Factureringsargumenten

Met docker run de opdracht wordt de container gestart wanneer alle drie de volgende opties zijn voorzien van geldige waarden:

Optie Beschrijving
ApiKey De API-sleutel van de Azure AI-servicesresource die wordt gebruikt voor het bijhouden van factureringsgegevens.
De waarde van deze optie moet worden ingesteld op een API-sleutel voor de ingerichte resource die is opgegeven in Billing.
Billing Het eindpunt van de Azure AI-servicesresource die wordt gebruikt voor het bijhouden van factureringsgegevens.
De waarde van deze optie moet worden ingesteld op de eindpunt-URI van een ingerichte Azure-resource.
Eula Geeft aan dat u de licentie voor de container hebt geaccepteerd.
De waarde van deze optie moet worden ingesteld om te accepteren.

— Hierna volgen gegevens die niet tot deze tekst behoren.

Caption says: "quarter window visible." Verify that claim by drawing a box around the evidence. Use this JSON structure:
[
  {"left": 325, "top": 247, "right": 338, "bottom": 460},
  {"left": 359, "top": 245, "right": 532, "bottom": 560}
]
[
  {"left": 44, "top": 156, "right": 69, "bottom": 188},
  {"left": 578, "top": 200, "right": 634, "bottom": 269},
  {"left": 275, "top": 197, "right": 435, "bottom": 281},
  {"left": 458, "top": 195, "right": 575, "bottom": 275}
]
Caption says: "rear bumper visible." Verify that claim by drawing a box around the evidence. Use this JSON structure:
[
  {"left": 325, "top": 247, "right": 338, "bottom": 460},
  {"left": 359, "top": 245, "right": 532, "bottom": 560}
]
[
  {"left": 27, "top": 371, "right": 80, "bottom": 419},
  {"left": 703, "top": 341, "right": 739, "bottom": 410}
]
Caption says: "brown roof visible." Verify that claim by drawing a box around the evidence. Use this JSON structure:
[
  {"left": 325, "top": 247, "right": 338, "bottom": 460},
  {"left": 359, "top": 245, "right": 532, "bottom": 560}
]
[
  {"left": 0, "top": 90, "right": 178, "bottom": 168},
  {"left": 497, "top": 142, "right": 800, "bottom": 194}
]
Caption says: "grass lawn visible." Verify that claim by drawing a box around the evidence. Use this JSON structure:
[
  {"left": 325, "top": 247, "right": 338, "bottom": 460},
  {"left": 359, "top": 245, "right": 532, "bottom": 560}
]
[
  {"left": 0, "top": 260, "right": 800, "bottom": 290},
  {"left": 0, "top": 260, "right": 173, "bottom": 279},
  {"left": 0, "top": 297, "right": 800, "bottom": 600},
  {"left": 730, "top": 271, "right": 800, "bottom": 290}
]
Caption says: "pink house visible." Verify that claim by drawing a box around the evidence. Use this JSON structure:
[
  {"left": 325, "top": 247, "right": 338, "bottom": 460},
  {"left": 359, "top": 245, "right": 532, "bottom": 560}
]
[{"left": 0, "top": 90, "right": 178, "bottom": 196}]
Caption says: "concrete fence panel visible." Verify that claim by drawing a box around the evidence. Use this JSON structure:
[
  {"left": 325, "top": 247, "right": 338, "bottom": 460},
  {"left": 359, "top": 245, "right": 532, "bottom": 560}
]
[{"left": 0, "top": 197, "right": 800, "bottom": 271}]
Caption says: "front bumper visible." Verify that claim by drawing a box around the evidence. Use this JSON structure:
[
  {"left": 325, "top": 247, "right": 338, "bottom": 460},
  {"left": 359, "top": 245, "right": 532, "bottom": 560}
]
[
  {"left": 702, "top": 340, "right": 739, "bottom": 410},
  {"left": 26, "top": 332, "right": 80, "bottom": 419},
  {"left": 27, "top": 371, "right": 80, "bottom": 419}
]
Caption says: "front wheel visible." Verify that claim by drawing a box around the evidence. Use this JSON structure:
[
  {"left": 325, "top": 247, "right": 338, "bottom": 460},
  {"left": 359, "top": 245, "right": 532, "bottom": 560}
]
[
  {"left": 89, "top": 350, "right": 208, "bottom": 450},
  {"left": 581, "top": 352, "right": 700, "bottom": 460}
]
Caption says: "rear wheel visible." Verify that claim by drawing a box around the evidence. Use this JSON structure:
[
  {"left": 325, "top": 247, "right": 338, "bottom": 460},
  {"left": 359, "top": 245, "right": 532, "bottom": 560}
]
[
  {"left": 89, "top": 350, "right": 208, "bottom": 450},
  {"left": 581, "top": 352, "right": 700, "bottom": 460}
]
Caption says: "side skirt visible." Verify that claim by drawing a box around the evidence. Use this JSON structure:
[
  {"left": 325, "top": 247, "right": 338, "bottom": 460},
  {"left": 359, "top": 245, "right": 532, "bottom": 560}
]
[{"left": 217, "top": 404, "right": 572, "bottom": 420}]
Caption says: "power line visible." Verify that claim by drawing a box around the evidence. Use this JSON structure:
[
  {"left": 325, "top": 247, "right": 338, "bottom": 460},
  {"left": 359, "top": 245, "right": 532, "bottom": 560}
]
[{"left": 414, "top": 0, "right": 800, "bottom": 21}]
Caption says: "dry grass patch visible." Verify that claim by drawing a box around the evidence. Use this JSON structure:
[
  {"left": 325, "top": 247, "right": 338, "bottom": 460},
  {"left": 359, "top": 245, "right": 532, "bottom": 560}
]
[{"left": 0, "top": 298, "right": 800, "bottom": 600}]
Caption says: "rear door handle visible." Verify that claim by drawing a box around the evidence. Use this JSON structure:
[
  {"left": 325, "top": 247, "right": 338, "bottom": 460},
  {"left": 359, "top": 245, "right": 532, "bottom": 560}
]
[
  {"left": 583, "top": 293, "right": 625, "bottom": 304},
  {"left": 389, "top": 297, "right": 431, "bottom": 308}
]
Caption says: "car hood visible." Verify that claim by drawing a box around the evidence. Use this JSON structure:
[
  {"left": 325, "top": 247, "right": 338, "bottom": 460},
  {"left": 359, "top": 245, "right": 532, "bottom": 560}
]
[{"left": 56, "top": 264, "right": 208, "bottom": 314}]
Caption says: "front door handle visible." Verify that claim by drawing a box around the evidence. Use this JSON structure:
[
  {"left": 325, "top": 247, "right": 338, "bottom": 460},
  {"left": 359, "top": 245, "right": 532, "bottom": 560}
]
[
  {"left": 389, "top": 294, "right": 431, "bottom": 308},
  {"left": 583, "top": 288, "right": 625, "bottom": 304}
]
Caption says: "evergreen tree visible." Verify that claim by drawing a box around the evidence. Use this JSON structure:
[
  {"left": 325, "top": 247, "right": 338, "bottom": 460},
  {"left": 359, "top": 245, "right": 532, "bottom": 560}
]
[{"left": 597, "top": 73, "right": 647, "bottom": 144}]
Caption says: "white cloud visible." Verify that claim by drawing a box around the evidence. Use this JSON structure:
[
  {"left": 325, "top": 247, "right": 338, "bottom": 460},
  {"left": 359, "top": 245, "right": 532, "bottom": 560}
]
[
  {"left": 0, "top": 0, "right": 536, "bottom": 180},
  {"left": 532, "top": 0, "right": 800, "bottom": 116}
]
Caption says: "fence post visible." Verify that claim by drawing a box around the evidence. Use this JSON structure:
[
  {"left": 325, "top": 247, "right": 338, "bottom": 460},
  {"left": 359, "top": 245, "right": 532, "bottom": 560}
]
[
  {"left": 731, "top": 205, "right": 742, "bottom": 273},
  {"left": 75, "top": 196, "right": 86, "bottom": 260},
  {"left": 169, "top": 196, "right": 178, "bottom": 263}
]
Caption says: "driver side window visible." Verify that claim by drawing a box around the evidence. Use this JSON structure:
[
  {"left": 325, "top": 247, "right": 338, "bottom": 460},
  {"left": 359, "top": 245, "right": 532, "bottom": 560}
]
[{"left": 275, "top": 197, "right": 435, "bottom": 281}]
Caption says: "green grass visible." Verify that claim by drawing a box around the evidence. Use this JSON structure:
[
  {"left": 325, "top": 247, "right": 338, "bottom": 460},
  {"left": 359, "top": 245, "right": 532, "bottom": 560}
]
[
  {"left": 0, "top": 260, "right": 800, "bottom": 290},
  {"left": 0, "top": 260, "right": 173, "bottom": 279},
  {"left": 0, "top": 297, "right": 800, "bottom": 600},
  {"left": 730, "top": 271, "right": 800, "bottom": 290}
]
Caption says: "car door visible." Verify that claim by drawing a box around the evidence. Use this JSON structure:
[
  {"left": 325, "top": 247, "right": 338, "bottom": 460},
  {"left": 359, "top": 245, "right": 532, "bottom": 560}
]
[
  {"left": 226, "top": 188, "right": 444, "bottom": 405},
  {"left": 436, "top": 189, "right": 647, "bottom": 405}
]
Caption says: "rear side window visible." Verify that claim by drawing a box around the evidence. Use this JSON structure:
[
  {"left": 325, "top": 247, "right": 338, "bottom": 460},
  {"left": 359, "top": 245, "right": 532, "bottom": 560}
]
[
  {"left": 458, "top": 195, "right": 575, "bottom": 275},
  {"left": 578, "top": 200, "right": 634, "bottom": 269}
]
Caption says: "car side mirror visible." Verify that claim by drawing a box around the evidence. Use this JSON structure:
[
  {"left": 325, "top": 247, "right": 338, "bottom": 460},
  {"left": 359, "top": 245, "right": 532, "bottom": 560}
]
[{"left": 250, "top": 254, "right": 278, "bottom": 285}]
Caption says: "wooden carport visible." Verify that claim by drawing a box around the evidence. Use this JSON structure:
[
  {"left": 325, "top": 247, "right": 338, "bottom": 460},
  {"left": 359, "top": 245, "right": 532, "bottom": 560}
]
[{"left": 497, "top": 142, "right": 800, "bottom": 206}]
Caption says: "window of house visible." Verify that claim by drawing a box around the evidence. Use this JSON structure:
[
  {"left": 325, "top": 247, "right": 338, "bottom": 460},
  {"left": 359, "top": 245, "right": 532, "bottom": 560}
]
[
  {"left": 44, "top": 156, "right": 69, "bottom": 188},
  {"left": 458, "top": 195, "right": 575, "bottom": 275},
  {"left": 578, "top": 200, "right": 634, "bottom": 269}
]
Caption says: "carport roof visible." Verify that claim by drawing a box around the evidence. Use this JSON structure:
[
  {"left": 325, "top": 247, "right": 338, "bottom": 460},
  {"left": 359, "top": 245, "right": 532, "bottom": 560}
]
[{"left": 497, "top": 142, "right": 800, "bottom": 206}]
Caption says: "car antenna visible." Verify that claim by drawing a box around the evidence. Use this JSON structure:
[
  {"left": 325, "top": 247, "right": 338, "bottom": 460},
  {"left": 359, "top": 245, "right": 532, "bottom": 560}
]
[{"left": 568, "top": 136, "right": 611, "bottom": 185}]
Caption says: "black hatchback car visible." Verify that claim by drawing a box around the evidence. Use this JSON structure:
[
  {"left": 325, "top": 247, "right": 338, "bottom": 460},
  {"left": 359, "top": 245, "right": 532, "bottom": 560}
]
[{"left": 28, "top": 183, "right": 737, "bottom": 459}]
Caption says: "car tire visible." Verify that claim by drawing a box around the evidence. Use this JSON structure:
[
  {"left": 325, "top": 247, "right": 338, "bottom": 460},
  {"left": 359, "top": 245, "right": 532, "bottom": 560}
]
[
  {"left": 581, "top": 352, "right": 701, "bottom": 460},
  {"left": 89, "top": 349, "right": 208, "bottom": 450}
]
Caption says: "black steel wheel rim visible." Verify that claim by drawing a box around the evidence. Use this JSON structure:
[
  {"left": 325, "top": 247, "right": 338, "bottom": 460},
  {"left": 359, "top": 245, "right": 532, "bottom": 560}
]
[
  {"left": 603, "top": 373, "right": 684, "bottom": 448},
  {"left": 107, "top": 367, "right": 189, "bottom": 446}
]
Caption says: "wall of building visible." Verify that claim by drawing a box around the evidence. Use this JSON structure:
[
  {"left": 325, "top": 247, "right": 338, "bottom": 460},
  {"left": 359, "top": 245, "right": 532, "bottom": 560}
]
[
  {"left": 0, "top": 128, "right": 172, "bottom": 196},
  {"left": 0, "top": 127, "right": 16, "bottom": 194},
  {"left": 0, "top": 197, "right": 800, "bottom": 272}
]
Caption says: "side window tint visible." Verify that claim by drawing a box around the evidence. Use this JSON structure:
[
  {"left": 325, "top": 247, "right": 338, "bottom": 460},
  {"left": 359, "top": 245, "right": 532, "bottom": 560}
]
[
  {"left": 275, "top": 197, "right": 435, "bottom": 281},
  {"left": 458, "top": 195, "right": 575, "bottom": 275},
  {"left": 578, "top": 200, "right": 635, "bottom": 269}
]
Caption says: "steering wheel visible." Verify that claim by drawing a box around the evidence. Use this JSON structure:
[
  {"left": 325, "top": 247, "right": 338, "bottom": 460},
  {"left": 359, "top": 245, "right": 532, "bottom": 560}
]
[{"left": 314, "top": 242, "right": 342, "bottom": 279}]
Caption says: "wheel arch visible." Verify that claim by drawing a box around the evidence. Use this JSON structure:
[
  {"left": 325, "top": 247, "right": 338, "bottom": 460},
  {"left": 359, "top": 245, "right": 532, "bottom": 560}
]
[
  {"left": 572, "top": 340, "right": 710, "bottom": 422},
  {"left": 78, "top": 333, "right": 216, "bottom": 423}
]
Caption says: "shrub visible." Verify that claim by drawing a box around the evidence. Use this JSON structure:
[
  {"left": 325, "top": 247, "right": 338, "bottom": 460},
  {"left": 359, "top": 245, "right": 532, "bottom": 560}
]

Zie Containers configureren voor meer informatie over deze opties.

Samenvatting

In dit artikel hebt u concepten en werkstromen geleerd voor het downloaden, installeren en uitvoeren van taaldetectiecontainers. Samenvatting:

  • Taaldetectie biedt Linux-containers voor Docker
  • Containerinstallatiekopieën worden gedownload van Microsoft Container Registry (MCR).
  • Containerinstallatiekopieën worden uitgevoerd in Docker.
  • U moet factureringsgegevens opgeven bij het instantiëren van een container.

Belangrijk

Deze container heeft geen licentie om te worden uitgevoerd zonder verbinding te maken met Azure voor meting. Klanten moeten de containers te allen tijde inschakelen om factureringsgegevens te communiceren met de meetservice. Azure AI-containers verzenden geen klantgegevens (bijvoorbeeld tekst die wordt geanalyseerd) naar Microsoft.